You won’t find me talking about Visual Studio 2010 very often. The days of me developing ended 9 months into my career with Visual C++ 4.0 or something like that. But this is worth braking the habit.
Visual Studio Lab Management is a killer feature. But not for VS 2010; for Hyper-V! Let’s face it: we IT pro’s wouldn’t mind not seeing or dealing with our colleagues who sit in basements and code into the wee hours of the night. They annoy us with their frequent requests for new development and test machines. It never seems to end! They feel the same way about us. We hold them back by taking too long to give them the machines they want and they never seem to get quite what they need. They’d like to take control and build their own stuff. But there’s no way in hell we’ll let them near a computer room.

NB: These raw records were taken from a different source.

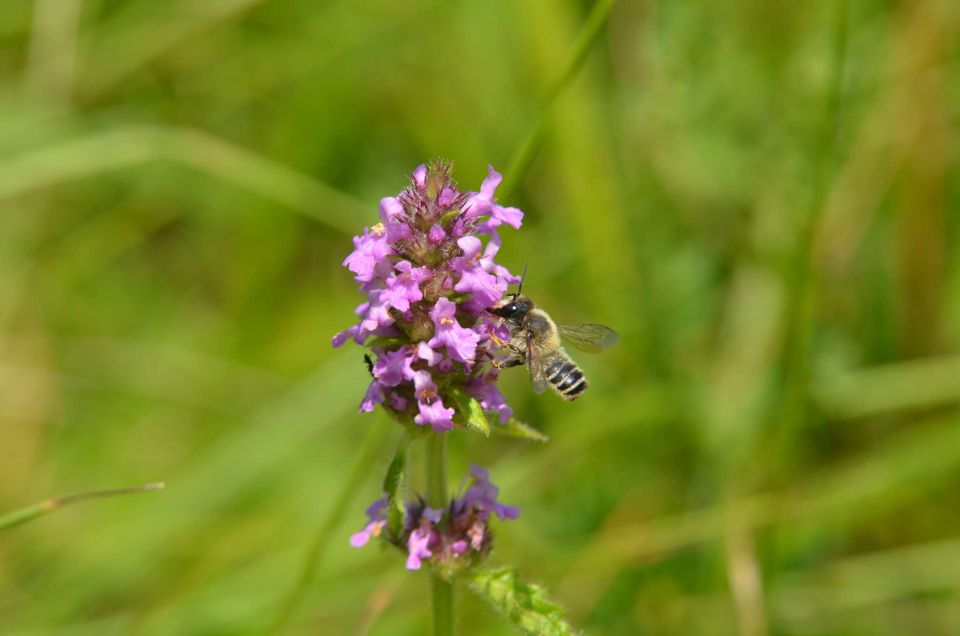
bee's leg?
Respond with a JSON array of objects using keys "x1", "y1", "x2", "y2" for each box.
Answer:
[{"x1": 493, "y1": 351, "x2": 527, "y2": 369}]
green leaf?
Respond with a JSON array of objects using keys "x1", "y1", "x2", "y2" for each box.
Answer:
[
  {"x1": 493, "y1": 417, "x2": 550, "y2": 442},
  {"x1": 466, "y1": 567, "x2": 576, "y2": 636},
  {"x1": 453, "y1": 391, "x2": 490, "y2": 437},
  {"x1": 383, "y1": 435, "x2": 410, "y2": 537},
  {"x1": 0, "y1": 482, "x2": 166, "y2": 530}
]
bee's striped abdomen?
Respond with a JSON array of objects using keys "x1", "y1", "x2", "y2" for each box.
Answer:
[{"x1": 546, "y1": 356, "x2": 587, "y2": 400}]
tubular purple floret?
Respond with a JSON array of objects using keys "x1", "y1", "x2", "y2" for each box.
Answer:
[{"x1": 333, "y1": 161, "x2": 523, "y2": 434}]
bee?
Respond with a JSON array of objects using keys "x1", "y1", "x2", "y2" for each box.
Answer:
[{"x1": 488, "y1": 269, "x2": 620, "y2": 400}]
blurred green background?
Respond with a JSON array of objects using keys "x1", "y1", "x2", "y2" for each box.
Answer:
[{"x1": 0, "y1": 0, "x2": 960, "y2": 636}]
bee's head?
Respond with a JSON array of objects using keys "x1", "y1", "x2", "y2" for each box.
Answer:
[
  {"x1": 490, "y1": 294, "x2": 533, "y2": 325},
  {"x1": 488, "y1": 264, "x2": 533, "y2": 326}
]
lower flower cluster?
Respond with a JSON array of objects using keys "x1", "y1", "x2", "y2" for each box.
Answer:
[{"x1": 350, "y1": 466, "x2": 520, "y2": 570}]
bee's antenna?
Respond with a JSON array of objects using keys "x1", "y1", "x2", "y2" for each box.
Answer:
[{"x1": 513, "y1": 261, "x2": 530, "y2": 299}]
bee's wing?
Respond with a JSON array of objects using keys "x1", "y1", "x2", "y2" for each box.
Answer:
[
  {"x1": 527, "y1": 338, "x2": 549, "y2": 395},
  {"x1": 557, "y1": 323, "x2": 620, "y2": 353}
]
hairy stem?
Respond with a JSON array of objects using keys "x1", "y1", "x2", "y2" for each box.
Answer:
[{"x1": 427, "y1": 433, "x2": 453, "y2": 636}]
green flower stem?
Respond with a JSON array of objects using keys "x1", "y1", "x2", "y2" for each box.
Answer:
[{"x1": 427, "y1": 433, "x2": 453, "y2": 636}]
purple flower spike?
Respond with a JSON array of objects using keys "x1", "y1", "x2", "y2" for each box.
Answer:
[
  {"x1": 333, "y1": 162, "x2": 523, "y2": 431},
  {"x1": 350, "y1": 466, "x2": 519, "y2": 570}
]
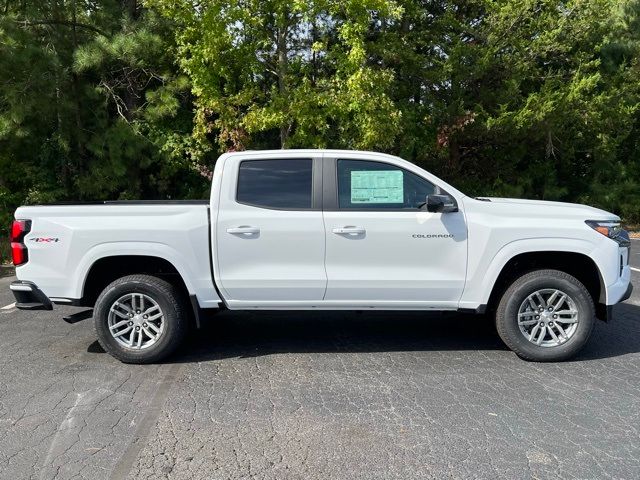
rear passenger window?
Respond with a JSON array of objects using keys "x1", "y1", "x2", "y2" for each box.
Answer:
[
  {"x1": 338, "y1": 160, "x2": 435, "y2": 210},
  {"x1": 236, "y1": 159, "x2": 313, "y2": 210}
]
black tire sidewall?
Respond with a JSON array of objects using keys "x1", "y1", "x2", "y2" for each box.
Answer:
[
  {"x1": 94, "y1": 276, "x2": 183, "y2": 363},
  {"x1": 496, "y1": 271, "x2": 595, "y2": 361}
]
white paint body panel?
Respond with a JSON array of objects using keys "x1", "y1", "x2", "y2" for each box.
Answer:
[
  {"x1": 15, "y1": 150, "x2": 630, "y2": 310},
  {"x1": 213, "y1": 154, "x2": 327, "y2": 305},
  {"x1": 15, "y1": 204, "x2": 221, "y2": 308}
]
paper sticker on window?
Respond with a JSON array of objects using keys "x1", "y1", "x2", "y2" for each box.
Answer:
[{"x1": 351, "y1": 170, "x2": 404, "y2": 203}]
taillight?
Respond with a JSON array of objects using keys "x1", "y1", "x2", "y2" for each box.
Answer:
[{"x1": 11, "y1": 220, "x2": 31, "y2": 267}]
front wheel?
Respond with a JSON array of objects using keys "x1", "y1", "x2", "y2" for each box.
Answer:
[
  {"x1": 496, "y1": 270, "x2": 595, "y2": 362},
  {"x1": 93, "y1": 275, "x2": 186, "y2": 363}
]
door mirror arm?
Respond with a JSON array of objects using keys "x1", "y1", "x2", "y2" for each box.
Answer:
[{"x1": 423, "y1": 193, "x2": 458, "y2": 213}]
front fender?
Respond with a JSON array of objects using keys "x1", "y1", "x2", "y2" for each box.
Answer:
[{"x1": 460, "y1": 238, "x2": 606, "y2": 309}]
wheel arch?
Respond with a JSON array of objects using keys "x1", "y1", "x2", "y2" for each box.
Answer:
[
  {"x1": 80, "y1": 254, "x2": 192, "y2": 307},
  {"x1": 486, "y1": 250, "x2": 606, "y2": 316}
]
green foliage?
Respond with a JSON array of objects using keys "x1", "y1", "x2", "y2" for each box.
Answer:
[{"x1": 0, "y1": 0, "x2": 640, "y2": 251}]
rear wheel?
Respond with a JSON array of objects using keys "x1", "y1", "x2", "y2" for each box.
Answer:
[
  {"x1": 94, "y1": 275, "x2": 186, "y2": 363},
  {"x1": 496, "y1": 270, "x2": 595, "y2": 362}
]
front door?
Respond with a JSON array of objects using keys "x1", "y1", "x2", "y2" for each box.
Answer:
[
  {"x1": 324, "y1": 158, "x2": 467, "y2": 308},
  {"x1": 212, "y1": 154, "x2": 327, "y2": 307}
]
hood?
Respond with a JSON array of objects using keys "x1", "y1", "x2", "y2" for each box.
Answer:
[{"x1": 483, "y1": 197, "x2": 620, "y2": 221}]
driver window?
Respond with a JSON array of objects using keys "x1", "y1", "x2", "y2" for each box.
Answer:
[{"x1": 338, "y1": 160, "x2": 435, "y2": 210}]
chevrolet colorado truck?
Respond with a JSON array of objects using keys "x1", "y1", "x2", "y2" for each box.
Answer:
[{"x1": 10, "y1": 150, "x2": 632, "y2": 363}]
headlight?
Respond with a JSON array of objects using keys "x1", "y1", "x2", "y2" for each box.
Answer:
[{"x1": 584, "y1": 220, "x2": 631, "y2": 245}]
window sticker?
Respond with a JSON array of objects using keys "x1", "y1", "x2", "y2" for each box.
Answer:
[{"x1": 351, "y1": 170, "x2": 404, "y2": 203}]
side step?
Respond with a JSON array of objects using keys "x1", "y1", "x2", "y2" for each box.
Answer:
[{"x1": 62, "y1": 308, "x2": 93, "y2": 324}]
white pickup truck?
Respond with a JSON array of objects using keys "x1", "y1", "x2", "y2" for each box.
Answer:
[{"x1": 10, "y1": 150, "x2": 632, "y2": 363}]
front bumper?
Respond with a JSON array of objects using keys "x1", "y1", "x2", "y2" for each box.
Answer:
[{"x1": 9, "y1": 280, "x2": 53, "y2": 310}]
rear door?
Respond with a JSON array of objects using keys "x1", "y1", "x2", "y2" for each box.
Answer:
[
  {"x1": 324, "y1": 157, "x2": 467, "y2": 309},
  {"x1": 215, "y1": 153, "x2": 327, "y2": 307}
]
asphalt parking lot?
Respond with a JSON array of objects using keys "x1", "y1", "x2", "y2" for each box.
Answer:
[{"x1": 0, "y1": 241, "x2": 640, "y2": 480}]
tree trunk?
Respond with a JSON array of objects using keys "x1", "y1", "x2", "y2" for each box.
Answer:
[{"x1": 276, "y1": 13, "x2": 290, "y2": 148}]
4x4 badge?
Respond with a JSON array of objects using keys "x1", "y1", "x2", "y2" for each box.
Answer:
[{"x1": 29, "y1": 237, "x2": 59, "y2": 243}]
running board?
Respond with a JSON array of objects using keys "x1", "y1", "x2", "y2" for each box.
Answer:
[{"x1": 62, "y1": 308, "x2": 93, "y2": 324}]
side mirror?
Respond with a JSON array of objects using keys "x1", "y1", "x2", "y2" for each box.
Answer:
[{"x1": 426, "y1": 193, "x2": 458, "y2": 213}]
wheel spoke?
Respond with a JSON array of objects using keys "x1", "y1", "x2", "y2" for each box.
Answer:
[
  {"x1": 142, "y1": 324, "x2": 157, "y2": 339},
  {"x1": 112, "y1": 327, "x2": 133, "y2": 338},
  {"x1": 556, "y1": 322, "x2": 568, "y2": 340},
  {"x1": 109, "y1": 320, "x2": 129, "y2": 330},
  {"x1": 547, "y1": 327, "x2": 562, "y2": 345},
  {"x1": 529, "y1": 323, "x2": 540, "y2": 342},
  {"x1": 518, "y1": 319, "x2": 539, "y2": 326},
  {"x1": 556, "y1": 317, "x2": 578, "y2": 324},
  {"x1": 547, "y1": 290, "x2": 560, "y2": 306},
  {"x1": 553, "y1": 293, "x2": 567, "y2": 313},
  {"x1": 147, "y1": 322, "x2": 160, "y2": 333},
  {"x1": 534, "y1": 292, "x2": 547, "y2": 307},
  {"x1": 111, "y1": 308, "x2": 129, "y2": 318},
  {"x1": 143, "y1": 305, "x2": 160, "y2": 315}
]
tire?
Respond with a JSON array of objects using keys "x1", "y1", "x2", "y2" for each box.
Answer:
[
  {"x1": 93, "y1": 275, "x2": 187, "y2": 363},
  {"x1": 496, "y1": 270, "x2": 595, "y2": 362}
]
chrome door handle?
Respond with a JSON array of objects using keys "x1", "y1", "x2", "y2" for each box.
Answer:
[
  {"x1": 227, "y1": 225, "x2": 260, "y2": 235},
  {"x1": 331, "y1": 227, "x2": 366, "y2": 235}
]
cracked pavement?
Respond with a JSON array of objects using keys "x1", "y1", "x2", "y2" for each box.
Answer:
[{"x1": 0, "y1": 241, "x2": 640, "y2": 480}]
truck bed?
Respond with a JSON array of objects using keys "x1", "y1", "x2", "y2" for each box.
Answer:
[{"x1": 16, "y1": 200, "x2": 221, "y2": 308}]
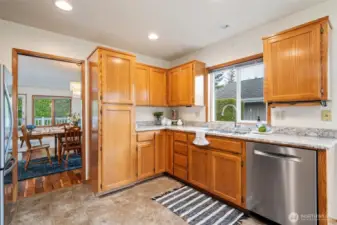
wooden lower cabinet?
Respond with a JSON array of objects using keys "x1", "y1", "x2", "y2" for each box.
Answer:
[
  {"x1": 188, "y1": 145, "x2": 211, "y2": 190},
  {"x1": 100, "y1": 104, "x2": 136, "y2": 191},
  {"x1": 137, "y1": 141, "x2": 155, "y2": 180},
  {"x1": 166, "y1": 131, "x2": 174, "y2": 175},
  {"x1": 154, "y1": 131, "x2": 166, "y2": 174},
  {"x1": 210, "y1": 151, "x2": 242, "y2": 205}
]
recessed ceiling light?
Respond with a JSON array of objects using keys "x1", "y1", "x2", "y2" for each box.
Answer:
[
  {"x1": 148, "y1": 33, "x2": 159, "y2": 41},
  {"x1": 221, "y1": 24, "x2": 229, "y2": 30},
  {"x1": 54, "y1": 0, "x2": 73, "y2": 11}
]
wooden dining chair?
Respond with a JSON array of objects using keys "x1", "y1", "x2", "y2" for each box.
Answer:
[
  {"x1": 61, "y1": 127, "x2": 82, "y2": 163},
  {"x1": 20, "y1": 126, "x2": 43, "y2": 148},
  {"x1": 21, "y1": 125, "x2": 53, "y2": 170}
]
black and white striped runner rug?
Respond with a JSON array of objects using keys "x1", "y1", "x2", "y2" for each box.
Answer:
[{"x1": 152, "y1": 186, "x2": 245, "y2": 225}]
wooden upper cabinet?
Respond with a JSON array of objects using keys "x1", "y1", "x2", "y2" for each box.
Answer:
[
  {"x1": 188, "y1": 145, "x2": 211, "y2": 190},
  {"x1": 167, "y1": 68, "x2": 180, "y2": 106},
  {"x1": 211, "y1": 150, "x2": 242, "y2": 205},
  {"x1": 101, "y1": 50, "x2": 136, "y2": 104},
  {"x1": 135, "y1": 63, "x2": 167, "y2": 106},
  {"x1": 263, "y1": 18, "x2": 329, "y2": 102},
  {"x1": 150, "y1": 68, "x2": 167, "y2": 106},
  {"x1": 100, "y1": 104, "x2": 136, "y2": 191},
  {"x1": 154, "y1": 131, "x2": 166, "y2": 173},
  {"x1": 168, "y1": 61, "x2": 206, "y2": 106},
  {"x1": 137, "y1": 141, "x2": 155, "y2": 180},
  {"x1": 135, "y1": 63, "x2": 150, "y2": 105}
]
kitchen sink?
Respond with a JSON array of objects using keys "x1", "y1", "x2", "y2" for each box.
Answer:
[{"x1": 206, "y1": 128, "x2": 251, "y2": 134}]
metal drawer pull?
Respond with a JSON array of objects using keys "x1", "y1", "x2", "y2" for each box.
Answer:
[{"x1": 254, "y1": 150, "x2": 302, "y2": 162}]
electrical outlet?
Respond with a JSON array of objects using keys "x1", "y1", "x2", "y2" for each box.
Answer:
[{"x1": 322, "y1": 110, "x2": 332, "y2": 121}]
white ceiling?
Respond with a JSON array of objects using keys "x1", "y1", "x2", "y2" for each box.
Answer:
[
  {"x1": 0, "y1": 0, "x2": 325, "y2": 60},
  {"x1": 18, "y1": 55, "x2": 81, "y2": 90}
]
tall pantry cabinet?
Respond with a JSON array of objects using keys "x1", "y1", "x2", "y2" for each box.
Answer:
[{"x1": 88, "y1": 47, "x2": 137, "y2": 192}]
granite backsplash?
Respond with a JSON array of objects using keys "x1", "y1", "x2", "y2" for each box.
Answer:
[{"x1": 137, "y1": 121, "x2": 337, "y2": 138}]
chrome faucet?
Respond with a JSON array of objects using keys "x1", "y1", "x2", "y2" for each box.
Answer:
[{"x1": 221, "y1": 104, "x2": 238, "y2": 128}]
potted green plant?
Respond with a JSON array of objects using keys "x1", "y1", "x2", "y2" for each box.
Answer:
[
  {"x1": 153, "y1": 112, "x2": 164, "y2": 125},
  {"x1": 68, "y1": 113, "x2": 81, "y2": 127}
]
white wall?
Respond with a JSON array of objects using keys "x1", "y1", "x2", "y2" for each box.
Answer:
[
  {"x1": 0, "y1": 20, "x2": 170, "y2": 181},
  {"x1": 136, "y1": 106, "x2": 171, "y2": 122},
  {"x1": 171, "y1": 0, "x2": 337, "y2": 129},
  {"x1": 19, "y1": 87, "x2": 82, "y2": 124}
]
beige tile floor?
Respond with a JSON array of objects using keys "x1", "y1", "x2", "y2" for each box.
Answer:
[{"x1": 12, "y1": 177, "x2": 324, "y2": 225}]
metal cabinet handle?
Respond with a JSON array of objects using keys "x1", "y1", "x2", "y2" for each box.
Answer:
[
  {"x1": 4, "y1": 157, "x2": 17, "y2": 176},
  {"x1": 254, "y1": 150, "x2": 302, "y2": 162}
]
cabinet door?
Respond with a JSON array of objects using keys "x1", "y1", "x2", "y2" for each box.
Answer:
[
  {"x1": 188, "y1": 145, "x2": 210, "y2": 190},
  {"x1": 102, "y1": 50, "x2": 135, "y2": 104},
  {"x1": 166, "y1": 131, "x2": 174, "y2": 175},
  {"x1": 177, "y1": 63, "x2": 194, "y2": 105},
  {"x1": 168, "y1": 68, "x2": 180, "y2": 106},
  {"x1": 263, "y1": 24, "x2": 322, "y2": 102},
  {"x1": 155, "y1": 131, "x2": 166, "y2": 173},
  {"x1": 150, "y1": 68, "x2": 167, "y2": 106},
  {"x1": 137, "y1": 141, "x2": 155, "y2": 180},
  {"x1": 211, "y1": 150, "x2": 242, "y2": 205},
  {"x1": 100, "y1": 105, "x2": 136, "y2": 191},
  {"x1": 135, "y1": 64, "x2": 150, "y2": 105}
]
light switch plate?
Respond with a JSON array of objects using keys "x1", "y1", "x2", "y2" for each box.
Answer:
[{"x1": 322, "y1": 110, "x2": 332, "y2": 121}]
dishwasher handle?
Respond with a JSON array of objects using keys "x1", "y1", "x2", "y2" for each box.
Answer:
[{"x1": 254, "y1": 150, "x2": 302, "y2": 162}]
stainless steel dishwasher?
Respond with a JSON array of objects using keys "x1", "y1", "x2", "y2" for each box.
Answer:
[{"x1": 246, "y1": 142, "x2": 317, "y2": 225}]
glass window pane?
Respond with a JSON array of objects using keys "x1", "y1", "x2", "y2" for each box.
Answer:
[
  {"x1": 214, "y1": 68, "x2": 237, "y2": 121},
  {"x1": 240, "y1": 63, "x2": 266, "y2": 121},
  {"x1": 18, "y1": 96, "x2": 23, "y2": 127},
  {"x1": 33, "y1": 98, "x2": 52, "y2": 126},
  {"x1": 54, "y1": 98, "x2": 71, "y2": 124}
]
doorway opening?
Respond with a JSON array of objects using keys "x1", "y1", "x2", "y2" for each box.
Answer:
[{"x1": 5, "y1": 49, "x2": 86, "y2": 201}]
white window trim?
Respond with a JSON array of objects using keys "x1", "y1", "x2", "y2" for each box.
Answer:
[{"x1": 209, "y1": 68, "x2": 268, "y2": 124}]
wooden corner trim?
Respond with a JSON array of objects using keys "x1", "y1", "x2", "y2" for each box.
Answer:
[
  {"x1": 262, "y1": 16, "x2": 331, "y2": 40},
  {"x1": 92, "y1": 46, "x2": 136, "y2": 57},
  {"x1": 207, "y1": 53, "x2": 263, "y2": 72},
  {"x1": 136, "y1": 62, "x2": 169, "y2": 72},
  {"x1": 13, "y1": 48, "x2": 85, "y2": 64},
  {"x1": 169, "y1": 60, "x2": 206, "y2": 70}
]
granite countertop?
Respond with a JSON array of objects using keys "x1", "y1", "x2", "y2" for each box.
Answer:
[{"x1": 136, "y1": 126, "x2": 337, "y2": 150}]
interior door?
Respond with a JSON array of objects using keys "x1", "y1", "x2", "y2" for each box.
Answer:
[
  {"x1": 101, "y1": 104, "x2": 136, "y2": 191},
  {"x1": 264, "y1": 24, "x2": 322, "y2": 101},
  {"x1": 102, "y1": 51, "x2": 135, "y2": 104}
]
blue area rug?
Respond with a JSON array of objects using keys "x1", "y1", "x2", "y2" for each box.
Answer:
[{"x1": 5, "y1": 154, "x2": 82, "y2": 184}]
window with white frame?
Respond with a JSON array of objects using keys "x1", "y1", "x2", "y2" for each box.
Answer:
[{"x1": 210, "y1": 58, "x2": 267, "y2": 122}]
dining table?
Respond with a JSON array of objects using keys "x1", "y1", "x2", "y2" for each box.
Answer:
[{"x1": 20, "y1": 127, "x2": 82, "y2": 163}]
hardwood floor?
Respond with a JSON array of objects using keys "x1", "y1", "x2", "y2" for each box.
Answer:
[{"x1": 5, "y1": 169, "x2": 82, "y2": 201}]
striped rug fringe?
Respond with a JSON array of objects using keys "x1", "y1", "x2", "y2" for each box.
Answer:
[{"x1": 152, "y1": 186, "x2": 247, "y2": 225}]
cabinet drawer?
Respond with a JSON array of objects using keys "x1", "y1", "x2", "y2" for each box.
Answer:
[
  {"x1": 174, "y1": 132, "x2": 187, "y2": 142},
  {"x1": 137, "y1": 131, "x2": 154, "y2": 142},
  {"x1": 207, "y1": 137, "x2": 242, "y2": 153},
  {"x1": 188, "y1": 134, "x2": 195, "y2": 144},
  {"x1": 174, "y1": 142, "x2": 188, "y2": 155},
  {"x1": 173, "y1": 166, "x2": 187, "y2": 180},
  {"x1": 173, "y1": 153, "x2": 187, "y2": 169}
]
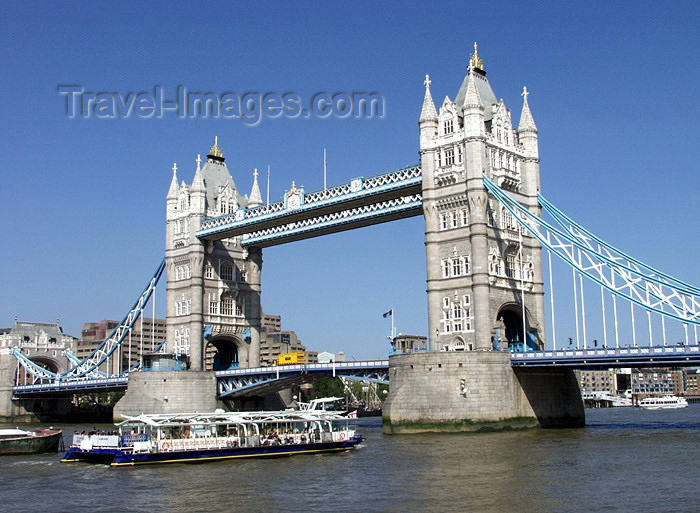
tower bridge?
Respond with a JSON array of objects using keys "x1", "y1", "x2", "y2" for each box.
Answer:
[{"x1": 5, "y1": 45, "x2": 700, "y2": 433}]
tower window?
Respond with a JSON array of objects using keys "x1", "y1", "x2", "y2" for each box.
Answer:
[
  {"x1": 445, "y1": 148, "x2": 455, "y2": 166},
  {"x1": 443, "y1": 118, "x2": 454, "y2": 134},
  {"x1": 220, "y1": 262, "x2": 234, "y2": 281}
]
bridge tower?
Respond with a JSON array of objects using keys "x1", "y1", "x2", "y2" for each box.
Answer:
[
  {"x1": 382, "y1": 43, "x2": 585, "y2": 433},
  {"x1": 165, "y1": 138, "x2": 262, "y2": 371},
  {"x1": 418, "y1": 43, "x2": 545, "y2": 351}
]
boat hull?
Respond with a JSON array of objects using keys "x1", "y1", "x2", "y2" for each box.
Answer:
[
  {"x1": 61, "y1": 437, "x2": 362, "y2": 466},
  {"x1": 0, "y1": 429, "x2": 63, "y2": 454}
]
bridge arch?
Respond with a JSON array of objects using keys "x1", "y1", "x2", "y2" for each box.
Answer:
[
  {"x1": 205, "y1": 335, "x2": 243, "y2": 371},
  {"x1": 442, "y1": 336, "x2": 474, "y2": 351},
  {"x1": 496, "y1": 302, "x2": 530, "y2": 350}
]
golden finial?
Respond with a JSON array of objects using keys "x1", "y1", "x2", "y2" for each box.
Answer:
[
  {"x1": 209, "y1": 135, "x2": 224, "y2": 158},
  {"x1": 469, "y1": 41, "x2": 484, "y2": 71}
]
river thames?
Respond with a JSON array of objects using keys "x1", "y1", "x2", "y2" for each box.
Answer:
[{"x1": 0, "y1": 404, "x2": 700, "y2": 513}]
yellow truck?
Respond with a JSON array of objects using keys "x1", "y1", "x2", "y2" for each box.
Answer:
[{"x1": 275, "y1": 353, "x2": 306, "y2": 365}]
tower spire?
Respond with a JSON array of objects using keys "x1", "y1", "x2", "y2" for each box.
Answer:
[
  {"x1": 418, "y1": 75, "x2": 438, "y2": 123},
  {"x1": 469, "y1": 41, "x2": 484, "y2": 71},
  {"x1": 192, "y1": 154, "x2": 204, "y2": 191},
  {"x1": 462, "y1": 68, "x2": 484, "y2": 111},
  {"x1": 248, "y1": 168, "x2": 263, "y2": 208},
  {"x1": 166, "y1": 162, "x2": 179, "y2": 199},
  {"x1": 518, "y1": 87, "x2": 537, "y2": 134},
  {"x1": 207, "y1": 135, "x2": 226, "y2": 162}
]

The answer: virtualisation and self-service provisioning. The VMM 2008 R2 self service portal is a good start. The private cloud solution, SCVMM SSP 2.0 *take a coffee break to rest my fingers … and I’m back* are a good start. But you know what? Dev’s like to work in a familiar environment such as VS 2010. Plus they tend to want sets of machines at once, rather than one at a time.
VSLM gives them what they want: self service provisioning of a lab environment from within Visual Studio. Microsoft recently released an update to bring this feature to RTM.